I still knew even with her advice, Gaping and Big before me, that I would spend many years of my life trying to pin Time down to wring friendship bracelets around its scrawny little wrists.
Trust me, I know how to wring sweet juices from the concept of Time. My office is right next to Rachel Ray’s NYC studio; she juices up carrots and celery while I am right beside her, separated by a few brick walls, churning through seconds and minutes. I know how to be so efficient with Time that I can manage interviews within three time zones as I write several articles on different deadlines, all while catching up with friends via text message and slugging a monstrous coffee. I am beyond multitasking. I am as much of a pro with eight tasks at one time as Kate Gosselin is with her children (for the record: I happen to be Team Kate).
I can email you a spreadsheet in five minutes but have I carved out enough time to spread my fingers wide open so yours can fit inside?
That is the question that runs around like a rambunctious Gosselin child inside of my soul these days, riling up anxiety and more questions. Evolving into a gaping hole that you think the NYC transit lines should stop running trains for in order to do emergency construction: Am I doing this right? Am I living this right?
For this question, my friends, I believe there is no time. No time to mull over answers. No time to rethink. No time to process. No time to question. No time to fifty/fifty the odds or poll out to the audience.
Only time to shift what needs shifting, change what needs changing, live out what still needs living, and haul forward. Rip that rearview mirror from the side of the car and just look straight ahead at the two parallel lines that lead you home or somewhere like it.

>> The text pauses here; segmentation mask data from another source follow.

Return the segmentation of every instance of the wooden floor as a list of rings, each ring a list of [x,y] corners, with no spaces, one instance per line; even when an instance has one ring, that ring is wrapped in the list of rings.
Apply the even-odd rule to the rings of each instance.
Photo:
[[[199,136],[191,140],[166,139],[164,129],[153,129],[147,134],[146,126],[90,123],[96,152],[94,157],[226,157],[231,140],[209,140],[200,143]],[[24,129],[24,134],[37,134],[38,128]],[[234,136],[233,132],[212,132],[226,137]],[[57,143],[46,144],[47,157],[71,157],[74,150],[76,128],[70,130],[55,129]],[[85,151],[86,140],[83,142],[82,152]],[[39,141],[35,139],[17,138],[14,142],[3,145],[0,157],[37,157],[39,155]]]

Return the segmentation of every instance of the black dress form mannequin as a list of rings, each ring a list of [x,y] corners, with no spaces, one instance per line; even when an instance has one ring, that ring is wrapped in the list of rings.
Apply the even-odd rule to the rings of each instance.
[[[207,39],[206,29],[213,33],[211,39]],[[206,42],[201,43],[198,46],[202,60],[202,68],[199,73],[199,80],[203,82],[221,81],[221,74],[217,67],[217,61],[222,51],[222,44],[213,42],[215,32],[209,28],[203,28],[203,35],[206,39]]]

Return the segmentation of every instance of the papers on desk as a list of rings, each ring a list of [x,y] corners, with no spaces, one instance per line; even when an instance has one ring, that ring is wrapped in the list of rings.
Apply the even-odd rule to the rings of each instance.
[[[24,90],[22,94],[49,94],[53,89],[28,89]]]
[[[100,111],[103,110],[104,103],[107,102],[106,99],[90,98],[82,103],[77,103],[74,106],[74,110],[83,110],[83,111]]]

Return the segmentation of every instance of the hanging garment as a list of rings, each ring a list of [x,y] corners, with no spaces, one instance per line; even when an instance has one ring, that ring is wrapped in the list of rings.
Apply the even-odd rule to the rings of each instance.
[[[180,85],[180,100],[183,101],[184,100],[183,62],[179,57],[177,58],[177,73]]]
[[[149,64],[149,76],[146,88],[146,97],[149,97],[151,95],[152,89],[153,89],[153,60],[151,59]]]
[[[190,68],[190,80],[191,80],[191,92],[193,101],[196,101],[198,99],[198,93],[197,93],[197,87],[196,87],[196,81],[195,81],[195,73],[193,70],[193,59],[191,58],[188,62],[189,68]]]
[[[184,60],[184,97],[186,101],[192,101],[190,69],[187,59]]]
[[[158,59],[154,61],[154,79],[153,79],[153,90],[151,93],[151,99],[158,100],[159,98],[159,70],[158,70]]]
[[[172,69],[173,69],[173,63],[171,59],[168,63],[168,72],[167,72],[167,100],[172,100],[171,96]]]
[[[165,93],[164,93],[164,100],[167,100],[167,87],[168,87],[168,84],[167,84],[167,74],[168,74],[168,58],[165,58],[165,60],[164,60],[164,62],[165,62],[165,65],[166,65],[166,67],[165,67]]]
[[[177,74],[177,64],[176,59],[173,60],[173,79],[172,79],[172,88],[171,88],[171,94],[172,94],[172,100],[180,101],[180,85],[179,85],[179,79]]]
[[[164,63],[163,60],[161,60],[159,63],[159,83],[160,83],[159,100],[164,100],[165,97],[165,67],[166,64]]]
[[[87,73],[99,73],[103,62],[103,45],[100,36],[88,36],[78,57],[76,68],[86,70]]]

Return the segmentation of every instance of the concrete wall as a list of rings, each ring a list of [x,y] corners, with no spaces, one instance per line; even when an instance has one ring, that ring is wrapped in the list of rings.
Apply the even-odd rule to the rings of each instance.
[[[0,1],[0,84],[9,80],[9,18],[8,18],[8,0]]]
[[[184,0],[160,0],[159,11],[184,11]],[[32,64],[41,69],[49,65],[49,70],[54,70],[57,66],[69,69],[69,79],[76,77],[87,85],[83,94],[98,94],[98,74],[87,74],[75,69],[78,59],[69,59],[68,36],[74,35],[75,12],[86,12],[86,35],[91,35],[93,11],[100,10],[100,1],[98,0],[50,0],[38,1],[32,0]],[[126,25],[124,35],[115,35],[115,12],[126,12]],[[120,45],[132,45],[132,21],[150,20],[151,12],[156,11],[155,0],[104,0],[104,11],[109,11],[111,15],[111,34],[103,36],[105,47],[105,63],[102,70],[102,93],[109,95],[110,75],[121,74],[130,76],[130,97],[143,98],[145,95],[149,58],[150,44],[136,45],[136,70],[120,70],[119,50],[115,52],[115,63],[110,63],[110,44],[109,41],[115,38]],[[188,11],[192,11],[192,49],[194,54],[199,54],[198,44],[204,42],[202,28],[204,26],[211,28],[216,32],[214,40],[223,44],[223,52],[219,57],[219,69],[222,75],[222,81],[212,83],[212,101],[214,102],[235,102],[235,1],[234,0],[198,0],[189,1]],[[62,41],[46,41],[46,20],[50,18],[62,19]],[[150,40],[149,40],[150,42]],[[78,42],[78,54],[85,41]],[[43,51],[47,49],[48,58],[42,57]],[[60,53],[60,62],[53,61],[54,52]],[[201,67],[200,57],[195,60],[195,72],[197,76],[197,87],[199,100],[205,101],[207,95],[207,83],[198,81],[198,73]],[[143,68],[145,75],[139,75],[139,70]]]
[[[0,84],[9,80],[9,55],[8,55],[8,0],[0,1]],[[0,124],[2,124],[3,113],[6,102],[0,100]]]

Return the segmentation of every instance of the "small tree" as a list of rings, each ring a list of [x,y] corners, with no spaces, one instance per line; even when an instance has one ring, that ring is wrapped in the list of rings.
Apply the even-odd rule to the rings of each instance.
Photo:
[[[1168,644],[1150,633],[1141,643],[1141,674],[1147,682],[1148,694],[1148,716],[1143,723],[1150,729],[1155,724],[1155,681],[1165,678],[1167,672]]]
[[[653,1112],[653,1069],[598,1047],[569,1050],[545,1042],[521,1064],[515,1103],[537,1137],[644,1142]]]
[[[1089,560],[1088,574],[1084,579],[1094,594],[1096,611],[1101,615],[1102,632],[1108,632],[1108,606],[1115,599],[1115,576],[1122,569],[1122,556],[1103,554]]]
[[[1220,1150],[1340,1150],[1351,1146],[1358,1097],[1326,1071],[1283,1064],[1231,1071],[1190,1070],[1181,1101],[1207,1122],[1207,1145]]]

Time can be such a showy, boisterous little thing. Teasing you with endless tomorrows before morphing ever so suddenly into something that you cannot catch with your butterfly net. Suddenly, so suddenly, you are down on hands and knees looking for minutes and seconds like lost keys in the mud. Like Pennies On The Ground. Like Sequins Left Behind on the Ballet Classroom Floor.
Don’t grow up too fast, you want to yell. Don’t leave me behind, you want to scream. Stay here, right here, for forever or an eternity or something like that. The Words We Never Seem to Find When All Signs Point to the Moment Being Right.

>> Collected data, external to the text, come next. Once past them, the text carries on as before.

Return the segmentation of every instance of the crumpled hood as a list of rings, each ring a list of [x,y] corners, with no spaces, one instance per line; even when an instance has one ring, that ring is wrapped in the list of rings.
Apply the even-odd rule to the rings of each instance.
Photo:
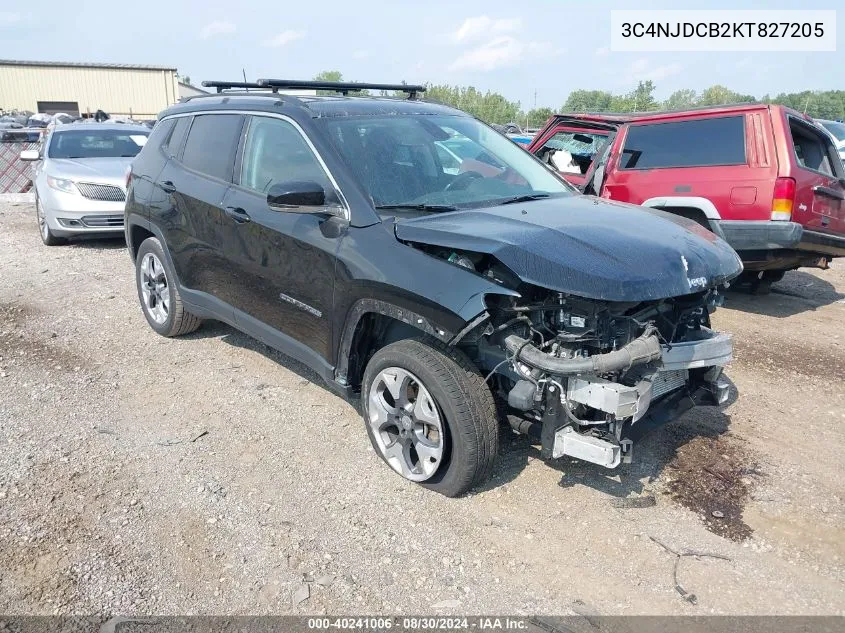
[[[52,158],[49,173],[56,178],[123,185],[134,158]]]
[[[571,196],[397,220],[402,241],[488,253],[526,283],[589,299],[648,301],[728,281],[742,263],[699,224]]]

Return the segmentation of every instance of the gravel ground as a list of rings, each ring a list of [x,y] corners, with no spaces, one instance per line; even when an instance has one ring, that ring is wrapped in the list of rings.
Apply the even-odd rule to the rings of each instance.
[[[845,263],[728,296],[724,411],[613,472],[514,437],[446,499],[295,362],[157,336],[122,241],[0,203],[0,253],[2,613],[845,614]],[[724,558],[680,559],[685,600],[669,550]]]

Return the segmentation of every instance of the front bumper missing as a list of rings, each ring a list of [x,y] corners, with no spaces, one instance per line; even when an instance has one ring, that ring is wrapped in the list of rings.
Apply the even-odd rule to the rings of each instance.
[[[540,432],[542,454],[551,458],[567,455],[606,468],[630,461],[633,443],[650,431],[696,405],[727,401],[729,384],[721,374],[732,354],[730,334],[703,328],[693,340],[664,345],[657,371],[635,386],[597,376],[570,378],[564,398],[554,392],[550,398],[547,393]],[[563,410],[571,402],[612,416],[619,424],[616,437],[607,439],[576,430]]]

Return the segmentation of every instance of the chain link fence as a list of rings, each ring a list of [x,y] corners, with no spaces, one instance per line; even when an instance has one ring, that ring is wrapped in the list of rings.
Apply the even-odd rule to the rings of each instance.
[[[25,149],[37,142],[0,142],[0,193],[26,193],[32,188],[32,163],[21,160]]]

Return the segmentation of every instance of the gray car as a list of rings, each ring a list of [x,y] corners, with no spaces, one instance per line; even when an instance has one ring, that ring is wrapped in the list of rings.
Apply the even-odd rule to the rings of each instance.
[[[84,234],[123,234],[126,174],[150,130],[118,123],[56,126],[38,150],[35,208],[41,239],[56,246]]]

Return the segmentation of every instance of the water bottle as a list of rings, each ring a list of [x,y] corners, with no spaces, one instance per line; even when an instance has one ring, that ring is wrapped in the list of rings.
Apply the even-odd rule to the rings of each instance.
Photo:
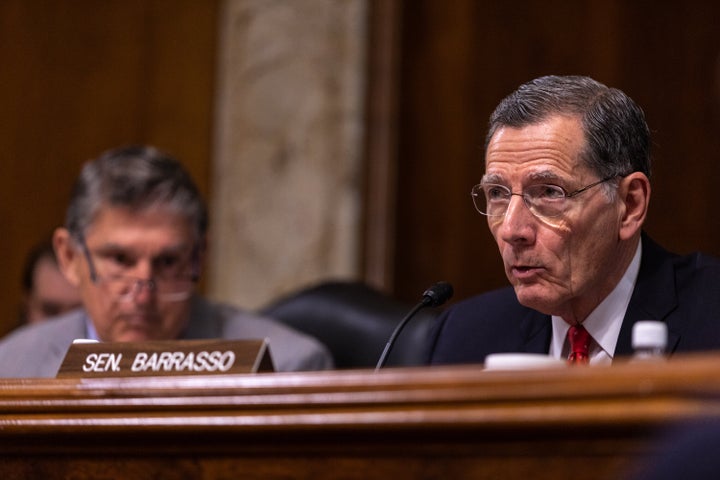
[[[662,360],[667,348],[667,325],[665,322],[643,320],[632,329],[633,360]]]

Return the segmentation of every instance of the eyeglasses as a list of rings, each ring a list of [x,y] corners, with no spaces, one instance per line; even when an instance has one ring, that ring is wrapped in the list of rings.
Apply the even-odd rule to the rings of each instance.
[[[80,240],[85,259],[90,270],[90,280],[93,284],[103,287],[109,295],[121,302],[129,302],[143,288],[155,292],[159,300],[166,302],[179,302],[190,298],[199,275],[199,253],[197,247],[193,248],[186,272],[173,274],[160,274],[156,278],[142,279],[124,274],[99,275],[92,260],[90,250],[84,239]]]
[[[569,199],[618,176],[613,175],[603,178],[570,193],[566,192],[564,188],[552,184],[530,185],[522,193],[513,193],[505,185],[480,183],[472,188],[470,195],[475,209],[491,218],[505,216],[510,205],[510,198],[513,195],[522,197],[525,206],[536,217],[541,219],[557,218],[567,211],[570,205]]]

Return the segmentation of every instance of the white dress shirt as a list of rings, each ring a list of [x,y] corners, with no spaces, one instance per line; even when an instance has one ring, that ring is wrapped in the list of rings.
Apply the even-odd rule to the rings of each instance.
[[[642,242],[638,243],[635,256],[615,289],[582,322],[594,340],[590,344],[591,365],[610,365],[612,363],[615,346],[620,335],[620,327],[640,271],[641,253]],[[562,318],[553,315],[552,329],[550,355],[555,358],[566,359],[570,354],[570,345],[566,341],[570,325]]]

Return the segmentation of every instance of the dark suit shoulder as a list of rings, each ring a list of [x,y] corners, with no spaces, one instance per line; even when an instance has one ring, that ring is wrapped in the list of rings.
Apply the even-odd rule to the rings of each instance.
[[[547,353],[549,317],[520,305],[512,288],[477,295],[446,309],[433,325],[430,364],[482,363],[491,353]]]
[[[670,262],[681,279],[692,279],[700,273],[717,273],[720,268],[720,258],[713,257],[701,252],[694,252],[687,255],[678,255],[665,250],[648,235],[642,237],[643,245],[643,268],[656,272],[666,262]]]
[[[675,266],[679,272],[697,272],[701,276],[717,274],[720,271],[720,258],[695,252],[689,255],[674,258]]]
[[[720,260],[702,253],[675,259],[677,307],[668,319],[675,351],[720,349]]]
[[[668,353],[720,349],[720,259],[703,253],[677,255],[643,236],[643,256],[616,354],[632,352],[639,320],[668,326]]]

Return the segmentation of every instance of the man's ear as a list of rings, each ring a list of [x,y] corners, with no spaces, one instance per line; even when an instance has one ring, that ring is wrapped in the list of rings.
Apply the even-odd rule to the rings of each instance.
[[[68,282],[75,287],[80,285],[80,268],[82,267],[82,254],[76,249],[75,242],[66,228],[60,227],[53,234],[53,248],[57,257],[60,271]]]
[[[620,218],[620,239],[628,240],[642,230],[650,204],[650,180],[641,172],[633,172],[620,181],[618,195],[623,202]]]

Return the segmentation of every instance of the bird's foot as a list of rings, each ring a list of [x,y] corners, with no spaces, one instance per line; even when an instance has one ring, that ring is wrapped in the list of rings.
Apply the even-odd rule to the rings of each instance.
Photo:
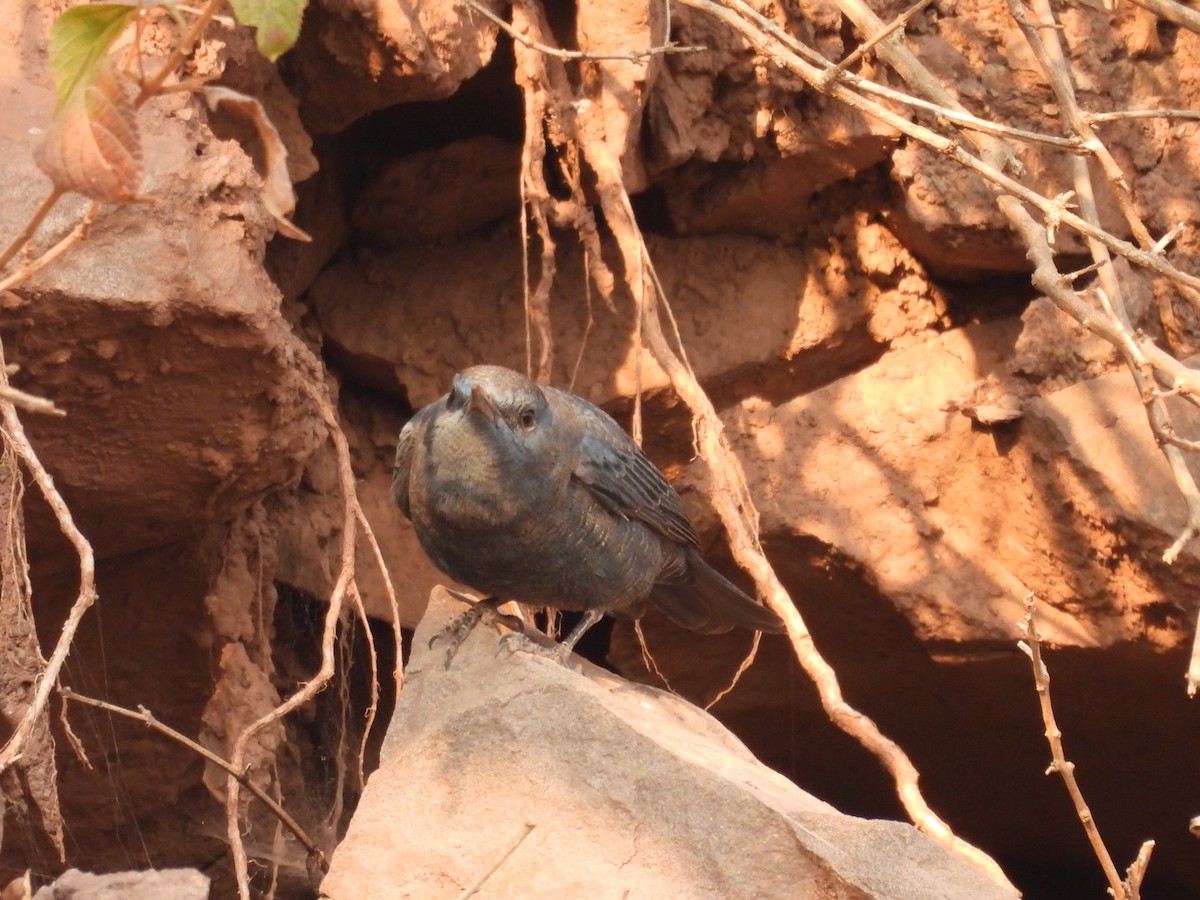
[[[547,646],[534,640],[523,631],[514,631],[500,638],[500,644],[496,648],[496,655],[499,656],[505,650],[509,653],[530,653],[534,656],[540,656],[543,659],[552,659],[566,666],[568,669],[582,670],[581,666],[571,662],[571,648],[566,644],[551,644]]]
[[[503,602],[504,601],[498,597],[488,597],[486,600],[479,600],[476,603],[473,603],[471,608],[462,615],[453,618],[445,628],[429,639],[430,648],[432,648],[433,645],[440,640],[445,639],[447,641],[447,669],[450,668],[450,661],[454,659],[454,655],[458,653],[458,648],[461,647],[463,641],[467,639],[467,635],[471,633],[471,629],[478,625],[479,621],[483,618],[490,618],[497,625],[504,625],[508,628],[511,628],[513,630],[513,634],[506,635],[506,637],[512,637],[513,635],[520,635],[524,637],[525,623],[516,616],[510,616],[506,613],[500,612],[499,607]]]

But when it slips, when its going-going-gone, then we learn the very lessons our mothers fed to us one morning as a stunning lady laid down to rest in a coffin below the ground.

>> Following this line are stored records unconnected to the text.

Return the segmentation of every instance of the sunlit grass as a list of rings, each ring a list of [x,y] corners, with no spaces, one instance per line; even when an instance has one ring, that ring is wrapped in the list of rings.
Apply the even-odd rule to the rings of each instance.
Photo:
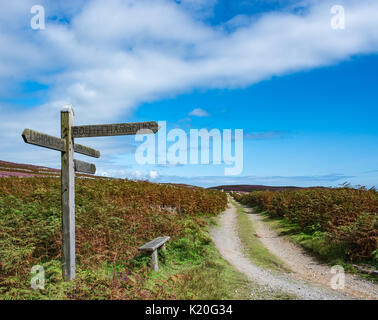
[[[238,213],[238,235],[249,259],[263,268],[286,271],[284,263],[273,255],[256,237],[253,222],[248,218],[244,208],[235,201],[232,201],[232,203],[236,206]]]

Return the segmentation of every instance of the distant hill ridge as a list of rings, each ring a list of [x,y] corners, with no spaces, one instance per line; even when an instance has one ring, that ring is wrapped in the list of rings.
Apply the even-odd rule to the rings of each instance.
[[[76,173],[79,178],[86,179],[117,179],[112,177],[96,176],[83,173]],[[60,177],[60,169],[49,168],[44,166],[36,166],[32,164],[25,163],[15,163],[10,161],[0,160],[0,178],[8,177]],[[131,179],[128,179],[131,180]],[[183,183],[159,183],[165,185],[172,185],[176,187],[184,187],[191,189],[203,189],[201,187],[192,186]]]
[[[110,177],[87,175],[87,174],[81,174],[81,173],[77,173],[77,175],[79,177],[89,178],[89,179],[93,179],[93,178],[112,179]],[[60,169],[0,160],[0,177],[60,177]],[[200,188],[200,187],[195,187],[192,185],[180,184],[180,183],[162,183],[162,184],[175,185],[175,186],[181,186],[181,187],[186,187],[186,188]],[[264,191],[264,190],[269,190],[269,191],[298,190],[298,189],[306,189],[306,188],[294,187],[294,186],[277,187],[277,186],[243,184],[243,185],[223,185],[223,186],[210,187],[208,189],[224,190],[226,192],[229,192],[229,191],[251,192],[251,191]]]
[[[81,177],[94,176],[78,174]],[[0,160],[0,177],[60,177],[60,169]]]
[[[299,190],[307,189],[302,187],[294,186],[264,186],[264,185],[250,185],[250,184],[241,184],[241,185],[226,185],[226,186],[216,186],[209,189],[215,190],[224,190],[224,191],[235,191],[235,192],[252,192],[252,191],[283,191],[283,190]]]

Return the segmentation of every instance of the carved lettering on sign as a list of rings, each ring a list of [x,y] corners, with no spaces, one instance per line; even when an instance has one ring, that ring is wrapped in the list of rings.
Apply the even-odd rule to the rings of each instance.
[[[25,129],[22,133],[22,138],[26,143],[34,144],[40,147],[45,147],[58,151],[65,151],[65,141],[63,139],[50,136],[45,133]]]
[[[72,135],[74,138],[104,137],[156,133],[159,125],[155,121],[116,123],[105,125],[73,126]]]
[[[80,160],[74,160],[75,163],[75,171],[82,172],[82,173],[89,173],[95,174],[96,173],[96,166],[93,163],[88,163]]]
[[[66,142],[63,139],[50,136],[42,132],[38,132],[31,129],[25,129],[22,133],[22,138],[26,143],[29,144],[34,144],[36,146],[45,147],[57,151],[66,151]],[[74,151],[94,158],[100,157],[100,151],[83,146],[78,143],[74,144]]]
[[[84,154],[86,156],[100,158],[100,151],[83,146],[81,144],[75,143],[74,144],[74,151],[77,153]]]

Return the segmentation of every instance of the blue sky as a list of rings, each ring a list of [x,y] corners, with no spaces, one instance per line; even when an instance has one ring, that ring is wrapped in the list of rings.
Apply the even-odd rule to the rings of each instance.
[[[26,145],[29,127],[167,121],[168,129],[244,130],[244,168],[138,165],[133,137],[81,140],[98,173],[201,186],[378,185],[378,4],[339,1],[40,1],[0,14],[0,159],[59,167]],[[193,113],[200,109],[202,114]],[[81,160],[88,161],[84,156]],[[90,160],[91,161],[91,160]]]

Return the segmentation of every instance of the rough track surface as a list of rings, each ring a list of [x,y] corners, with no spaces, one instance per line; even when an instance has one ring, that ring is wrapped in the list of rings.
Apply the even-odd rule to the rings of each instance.
[[[225,260],[254,283],[272,292],[281,291],[305,300],[349,300],[358,296],[336,291],[320,283],[311,283],[292,273],[268,271],[253,264],[243,254],[237,232],[237,210],[232,204],[220,216],[219,225],[211,230],[216,248]],[[260,230],[261,231],[261,230]],[[328,270],[328,272],[330,269]]]
[[[245,208],[245,210],[250,213],[248,217],[254,225],[259,240],[294,272],[293,276],[326,286],[330,284],[333,276],[330,266],[320,263],[300,246],[279,236],[264,223],[264,217],[254,213],[253,209]],[[363,299],[378,298],[378,285],[348,273],[345,274],[343,291]]]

Time will be a lot of things to you, but it will never be your best friend.
And though we cannot declare Time to be a BFFL to us, and it makes no sense to wage war on the hands of the clock, its better that we hold out for the things that time cannot touch. The moments that leave us believing we can rip clocks off the wall to stay, stay, stay for five more minutes.
Don’t curse the five minutes. Take it. Use it. Wring the life from it.
Make to-do lists combust and little boxes with color coding run together like watercolor paint left stranded in the rain.
Inch closer to the person that you so adore so they can suck the oxygen straight out of your solar system, because you said it all along: you wanted to be left breathless at the end of this.
Squeeze hands tight. Hug even tighter. Leave grandfathers blue in the face and little babies with swollen fingers from your love pronounced through touching.
And don’t look back, a good friend will tell you on a rainy Wednesday morning that we actually can never look back. All that we need is forward. All that we dropped must be abandoned for the moment that shines before us.
Perhaps we planted seeds in our coming and going, but there is no time to wait and see. We can hold some hope but not time.
Like I said, we are not waging war. And we aren’t declaring friendship either. But we should probably pay attention to Time this time around. Because whether we heard it or not, she promised she would run out on us and she also told us sternly that she doesn't make promises that contain the word "forever" inside of them.